-

Synthesizing Invariants via Iterative Learning of Decision Trees

Pranav Garg

Daniel Neider

P. Madhusudan

Dan Roth

0 0 University of Illinois at Urbana-Champaign , USA

2016

8559

Automatically synthesizing inductive invariants (i.e., statements about the configurations of a program that remain true during its execution) lies at the heart of automated program verification. Once an inductive invariant is found or given by the user, the problem of checking whether the program satisfies a specification can be reduced to logical validity of so-called verification conditions, which is increasingly tractable with the advances in automated logic solvers.

In recent years, the black-box or learning approach to finding invariants has gained popularity. In this data-driven approach, the synthesizer of invariants is split into two components. One component is a teacher, which is essentially a program verifier that can verify the program using a conjectured invariant; in case that the conjecture is inadequate to verify the program against the specification, the teacher can return a counterexample (i.e., a concrete program configuration) as a witness to why this is the case.
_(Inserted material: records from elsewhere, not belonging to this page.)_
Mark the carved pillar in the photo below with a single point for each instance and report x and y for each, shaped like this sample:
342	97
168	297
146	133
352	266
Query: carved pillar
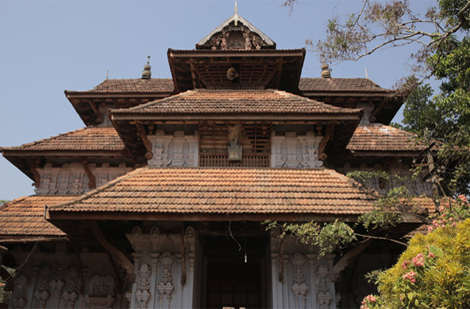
100	292
143	287
324	297
312	258
165	287
299	287
19	300
42	294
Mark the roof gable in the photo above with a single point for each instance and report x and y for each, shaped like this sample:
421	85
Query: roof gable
236	33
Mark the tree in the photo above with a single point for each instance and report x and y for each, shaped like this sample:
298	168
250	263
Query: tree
441	39
433	272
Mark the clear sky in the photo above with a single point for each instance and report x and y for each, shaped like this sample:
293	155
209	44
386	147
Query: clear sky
50	46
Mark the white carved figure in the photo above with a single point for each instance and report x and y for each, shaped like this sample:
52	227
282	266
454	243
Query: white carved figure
143	286
70	295
165	287
295	151
324	296
100	292
174	150
42	294
299	287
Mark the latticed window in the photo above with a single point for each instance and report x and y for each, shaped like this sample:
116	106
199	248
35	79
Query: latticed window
255	141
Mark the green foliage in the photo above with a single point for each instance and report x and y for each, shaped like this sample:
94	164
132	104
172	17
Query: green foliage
434	272
328	237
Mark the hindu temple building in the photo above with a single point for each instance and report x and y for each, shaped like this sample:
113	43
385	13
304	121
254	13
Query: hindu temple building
158	201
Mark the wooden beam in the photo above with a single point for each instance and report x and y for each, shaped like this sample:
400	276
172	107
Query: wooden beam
120	257
91	177
145	140
33	165
321	148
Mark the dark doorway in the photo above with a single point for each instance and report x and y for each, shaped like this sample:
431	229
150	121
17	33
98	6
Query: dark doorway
232	281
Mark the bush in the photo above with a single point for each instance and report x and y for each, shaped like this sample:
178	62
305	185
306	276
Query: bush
434	272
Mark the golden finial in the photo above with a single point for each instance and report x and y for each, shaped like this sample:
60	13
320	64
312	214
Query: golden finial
236	14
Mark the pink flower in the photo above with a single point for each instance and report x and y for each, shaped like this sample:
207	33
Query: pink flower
410	276
405	263
418	260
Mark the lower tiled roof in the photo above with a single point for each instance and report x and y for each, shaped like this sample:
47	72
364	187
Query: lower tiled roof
380	137
85	139
25	216
166	85
227	191
203	101
320	84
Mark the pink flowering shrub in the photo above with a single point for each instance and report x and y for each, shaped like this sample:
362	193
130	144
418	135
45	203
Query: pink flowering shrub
369	300
434	272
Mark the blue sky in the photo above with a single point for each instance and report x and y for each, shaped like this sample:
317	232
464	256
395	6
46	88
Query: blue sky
50	46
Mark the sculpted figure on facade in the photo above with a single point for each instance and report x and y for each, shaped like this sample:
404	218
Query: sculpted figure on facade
100	292
299	287
70	295
143	287
19	301
175	149
291	150
166	287
324	296
42	293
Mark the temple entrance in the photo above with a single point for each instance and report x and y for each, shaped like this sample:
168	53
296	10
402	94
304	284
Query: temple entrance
231	281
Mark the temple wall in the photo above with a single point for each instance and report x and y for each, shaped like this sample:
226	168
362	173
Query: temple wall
164	269
73	179
176	149
291	150
66	280
299	279
416	186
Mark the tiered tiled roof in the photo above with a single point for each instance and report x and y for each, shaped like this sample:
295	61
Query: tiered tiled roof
236	102
25	216
131	85
380	137
339	84
85	139
166	85
226	191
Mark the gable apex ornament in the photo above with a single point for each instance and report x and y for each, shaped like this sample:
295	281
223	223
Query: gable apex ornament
236	33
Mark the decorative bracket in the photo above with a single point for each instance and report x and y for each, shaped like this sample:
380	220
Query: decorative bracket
33	164
99	115
321	148
91	177
145	140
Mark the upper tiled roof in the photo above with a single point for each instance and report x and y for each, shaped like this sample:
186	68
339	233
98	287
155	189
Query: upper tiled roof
380	137
339	84
85	139
25	216
226	191
132	85
166	85
236	101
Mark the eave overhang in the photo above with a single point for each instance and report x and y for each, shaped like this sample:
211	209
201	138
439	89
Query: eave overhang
279	69
87	103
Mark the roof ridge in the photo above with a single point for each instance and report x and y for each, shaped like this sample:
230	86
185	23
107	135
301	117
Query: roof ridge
99	189
136	108
353	182
296	96
16	200
42	140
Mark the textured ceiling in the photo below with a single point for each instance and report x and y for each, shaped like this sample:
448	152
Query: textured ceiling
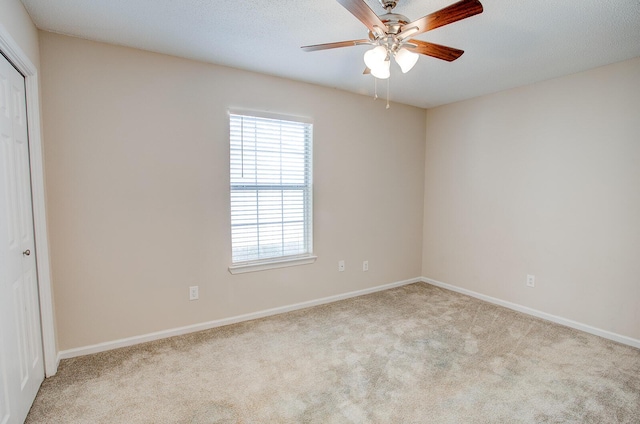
512	43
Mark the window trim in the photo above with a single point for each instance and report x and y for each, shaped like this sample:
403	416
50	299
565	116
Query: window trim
280	261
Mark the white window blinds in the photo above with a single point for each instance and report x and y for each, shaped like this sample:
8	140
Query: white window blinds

The other component is a learner, which learns a candidate invariant from counterexamples returned by the teacher. Both components are run in alternation until the learner proposes an invariant that is adequate to verify the program.
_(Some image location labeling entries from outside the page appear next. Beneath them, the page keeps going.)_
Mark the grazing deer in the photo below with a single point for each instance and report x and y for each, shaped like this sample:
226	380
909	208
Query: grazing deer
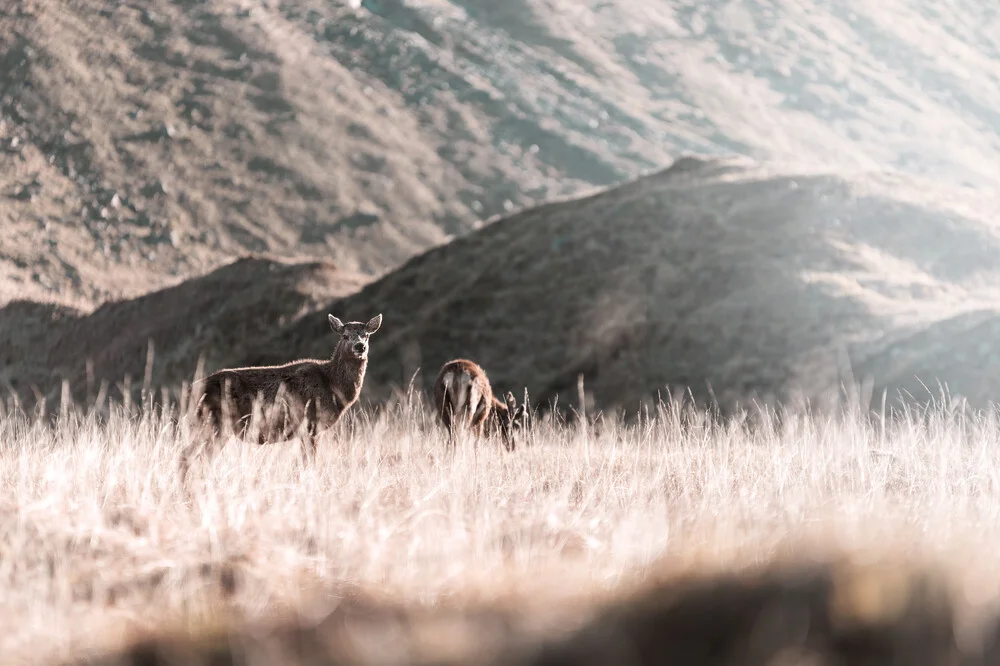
310	393
463	397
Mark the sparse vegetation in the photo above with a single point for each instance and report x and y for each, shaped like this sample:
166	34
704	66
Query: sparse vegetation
99	534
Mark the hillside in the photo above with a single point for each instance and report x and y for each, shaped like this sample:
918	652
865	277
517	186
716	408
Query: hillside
216	317
722	276
155	140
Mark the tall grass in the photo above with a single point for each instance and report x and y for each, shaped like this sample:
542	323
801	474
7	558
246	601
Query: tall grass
96	524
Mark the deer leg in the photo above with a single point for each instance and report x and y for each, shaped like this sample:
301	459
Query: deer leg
205	437
310	432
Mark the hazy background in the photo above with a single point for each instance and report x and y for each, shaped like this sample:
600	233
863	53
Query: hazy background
148	144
One of the biggest advantages of the black-box learning paradigm is the possible usage of machine learning techniques to synthesize invariants. The learner, being completely agnostic to the program (its programming language, semantics, etc.), can be seen as a machine learning algorithm that learns a Boolean classifier of program configurations. However, Garg et al. [2] argue that learning from positively or negatively classified program configurations alone does not form a robust paradigm for learning invariants. Instead, the authors propose to allow the teacher to return implications x ⇒ y, where both x and y are program configurations, with the constraint that the learner must propose a classifier such that if x is classified as true, so is y (intuitively, implications capture the semantics of a program). The resulting learning setting is called ICE learning (short for implication-counterexamples) and entails that the learner now additionally needs to handle implications.
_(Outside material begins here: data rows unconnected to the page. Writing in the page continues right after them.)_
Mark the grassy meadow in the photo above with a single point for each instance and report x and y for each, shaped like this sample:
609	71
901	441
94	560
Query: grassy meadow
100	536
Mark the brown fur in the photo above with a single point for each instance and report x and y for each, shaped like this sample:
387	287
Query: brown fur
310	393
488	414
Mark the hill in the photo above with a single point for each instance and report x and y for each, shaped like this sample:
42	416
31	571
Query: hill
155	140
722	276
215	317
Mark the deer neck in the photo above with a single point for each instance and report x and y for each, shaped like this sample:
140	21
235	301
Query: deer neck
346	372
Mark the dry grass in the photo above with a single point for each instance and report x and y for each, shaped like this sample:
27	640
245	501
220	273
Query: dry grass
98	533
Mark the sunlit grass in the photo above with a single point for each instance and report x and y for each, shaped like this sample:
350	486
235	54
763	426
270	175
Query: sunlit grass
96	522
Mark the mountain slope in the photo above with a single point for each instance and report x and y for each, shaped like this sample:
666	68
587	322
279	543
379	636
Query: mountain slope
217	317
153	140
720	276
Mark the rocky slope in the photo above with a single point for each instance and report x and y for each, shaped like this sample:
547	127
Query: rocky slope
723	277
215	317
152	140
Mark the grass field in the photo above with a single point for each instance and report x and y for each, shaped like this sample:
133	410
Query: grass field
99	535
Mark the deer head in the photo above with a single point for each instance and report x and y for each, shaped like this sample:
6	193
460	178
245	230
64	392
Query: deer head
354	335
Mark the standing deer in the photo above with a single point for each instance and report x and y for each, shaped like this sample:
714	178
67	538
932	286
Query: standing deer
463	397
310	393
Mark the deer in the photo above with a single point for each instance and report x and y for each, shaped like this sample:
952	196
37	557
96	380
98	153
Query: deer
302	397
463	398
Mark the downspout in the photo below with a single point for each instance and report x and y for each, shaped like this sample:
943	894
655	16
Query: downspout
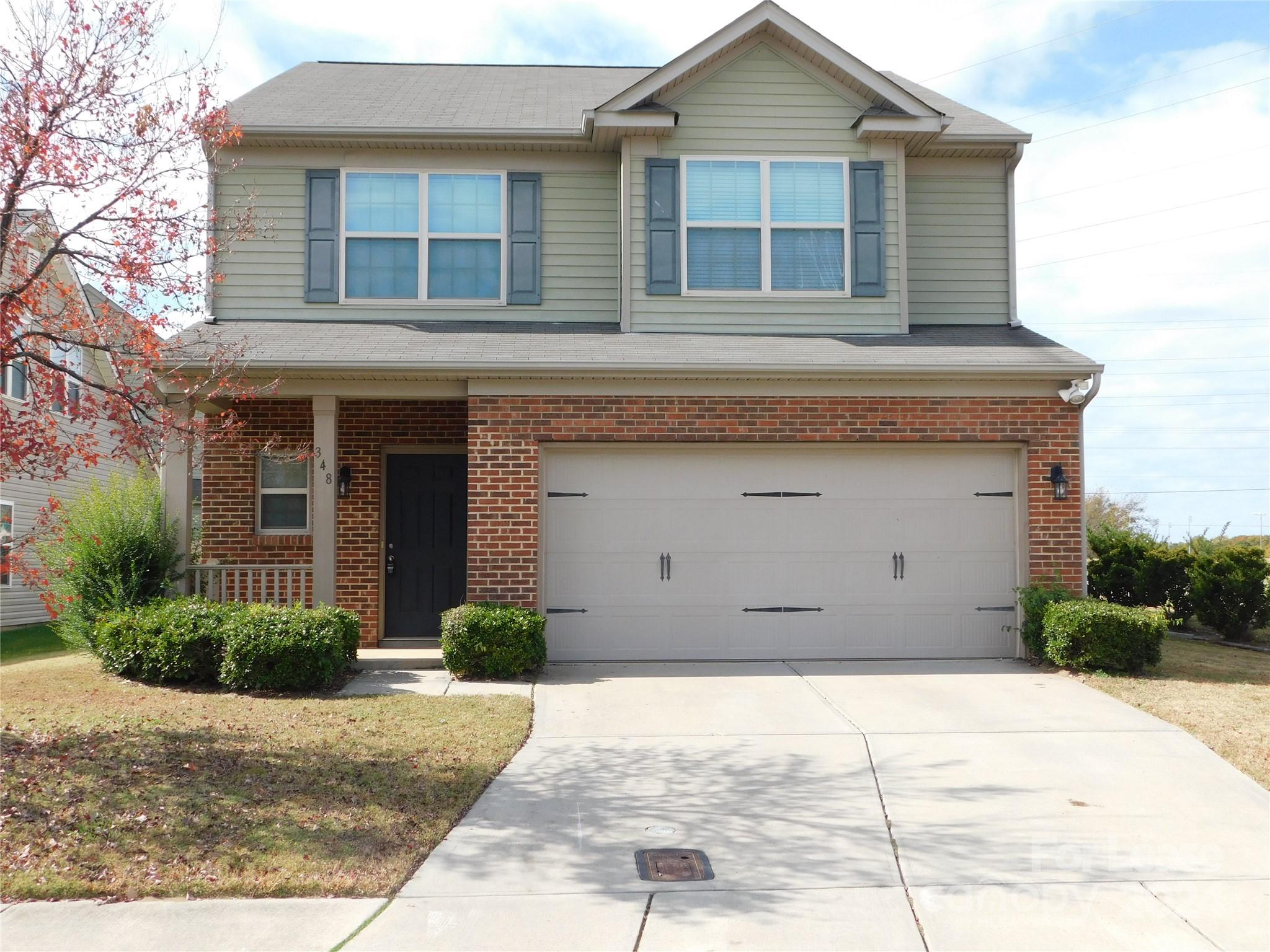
1011	259
1085	488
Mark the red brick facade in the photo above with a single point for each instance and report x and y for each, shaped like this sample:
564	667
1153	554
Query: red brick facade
504	434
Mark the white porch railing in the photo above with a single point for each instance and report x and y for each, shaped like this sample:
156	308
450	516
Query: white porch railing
260	584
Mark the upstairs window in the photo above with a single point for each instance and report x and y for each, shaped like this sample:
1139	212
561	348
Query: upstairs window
765	226
425	236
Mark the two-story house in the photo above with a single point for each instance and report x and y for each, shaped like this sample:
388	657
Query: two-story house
718	359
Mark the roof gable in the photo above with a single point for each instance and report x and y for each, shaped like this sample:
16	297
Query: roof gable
768	19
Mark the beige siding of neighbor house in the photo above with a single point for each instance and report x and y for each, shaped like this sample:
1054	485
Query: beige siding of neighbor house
958	244
580	236
763	103
18	603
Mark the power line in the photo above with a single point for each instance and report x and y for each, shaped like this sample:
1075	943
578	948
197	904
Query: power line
1150	244
1140	175
1153	110
1044	42
1171	491
1137	86
1143	215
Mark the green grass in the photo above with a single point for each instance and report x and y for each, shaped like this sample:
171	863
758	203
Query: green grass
30	643
121	790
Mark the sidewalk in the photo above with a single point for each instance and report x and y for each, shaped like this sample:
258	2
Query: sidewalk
180	926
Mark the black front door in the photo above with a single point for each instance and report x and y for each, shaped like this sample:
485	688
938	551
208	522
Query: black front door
426	541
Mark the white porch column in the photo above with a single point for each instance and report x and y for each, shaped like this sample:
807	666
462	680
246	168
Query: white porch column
177	484
326	479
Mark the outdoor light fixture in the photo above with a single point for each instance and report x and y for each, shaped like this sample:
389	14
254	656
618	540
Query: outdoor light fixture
1060	479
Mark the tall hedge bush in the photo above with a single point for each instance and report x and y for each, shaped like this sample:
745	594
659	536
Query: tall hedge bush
1034	599
1094	635
1134	569
109	551
1228	586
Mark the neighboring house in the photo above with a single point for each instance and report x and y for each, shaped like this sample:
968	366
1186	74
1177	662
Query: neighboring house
22	498
711	361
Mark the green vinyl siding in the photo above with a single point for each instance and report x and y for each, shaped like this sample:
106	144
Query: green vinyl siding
265	275
958	262
765	104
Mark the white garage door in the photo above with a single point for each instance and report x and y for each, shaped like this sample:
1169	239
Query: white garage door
686	552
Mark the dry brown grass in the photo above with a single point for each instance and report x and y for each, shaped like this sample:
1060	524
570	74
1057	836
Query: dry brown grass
1221	695
115	788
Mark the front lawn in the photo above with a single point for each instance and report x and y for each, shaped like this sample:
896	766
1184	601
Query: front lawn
30	643
115	788
1221	695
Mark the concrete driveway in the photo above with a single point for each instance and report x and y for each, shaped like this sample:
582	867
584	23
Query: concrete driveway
915	805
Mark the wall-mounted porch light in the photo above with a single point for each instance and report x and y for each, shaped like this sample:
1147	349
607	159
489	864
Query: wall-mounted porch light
1060	479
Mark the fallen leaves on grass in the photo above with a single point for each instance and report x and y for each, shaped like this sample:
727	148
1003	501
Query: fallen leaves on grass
120	790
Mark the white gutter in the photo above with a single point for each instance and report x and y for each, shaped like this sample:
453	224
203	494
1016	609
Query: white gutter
1085	487
1011	257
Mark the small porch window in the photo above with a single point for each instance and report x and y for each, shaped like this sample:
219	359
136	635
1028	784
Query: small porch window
283	494
6	541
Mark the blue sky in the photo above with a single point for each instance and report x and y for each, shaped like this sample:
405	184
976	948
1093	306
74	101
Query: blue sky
1153	258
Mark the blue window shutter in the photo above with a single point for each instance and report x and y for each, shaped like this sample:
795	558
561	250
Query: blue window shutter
868	231
525	238
662	226
322	235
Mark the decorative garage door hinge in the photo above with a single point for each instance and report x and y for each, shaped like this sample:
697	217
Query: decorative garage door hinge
780	495
783	609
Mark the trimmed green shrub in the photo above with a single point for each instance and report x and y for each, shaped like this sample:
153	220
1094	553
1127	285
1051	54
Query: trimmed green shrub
110	550
1134	569
491	640
271	648
1228	586
1094	635
1034	599
168	640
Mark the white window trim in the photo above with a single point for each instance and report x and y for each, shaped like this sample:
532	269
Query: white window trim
13	523
7	387
260	491
765	226
422	236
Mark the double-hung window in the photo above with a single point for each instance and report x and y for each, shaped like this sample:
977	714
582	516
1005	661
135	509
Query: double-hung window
765	225
425	236
283	488
6	541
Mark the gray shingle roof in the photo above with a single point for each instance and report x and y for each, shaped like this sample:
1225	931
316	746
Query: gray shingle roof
412	97
966	121
459	348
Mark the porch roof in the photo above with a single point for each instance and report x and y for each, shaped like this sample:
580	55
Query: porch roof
484	348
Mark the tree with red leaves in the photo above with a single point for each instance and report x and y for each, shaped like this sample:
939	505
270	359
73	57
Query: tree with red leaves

The goal of our paper [1] is to adapt Quinlan’s decision tree learning algorithms to the ICE learning model in order to synthesize invariants. Our key contributions are: (i) a generic top-down decision tree learning algorithm that learns from training data with implications; (ii) several novel “information gain” measures that are used to determine the best attribute to split on the current collection of examples and implications; (iii) a convergence mechanism that guarantees learning an invariant if one exists; and (iv) an extensive experimental evaluation.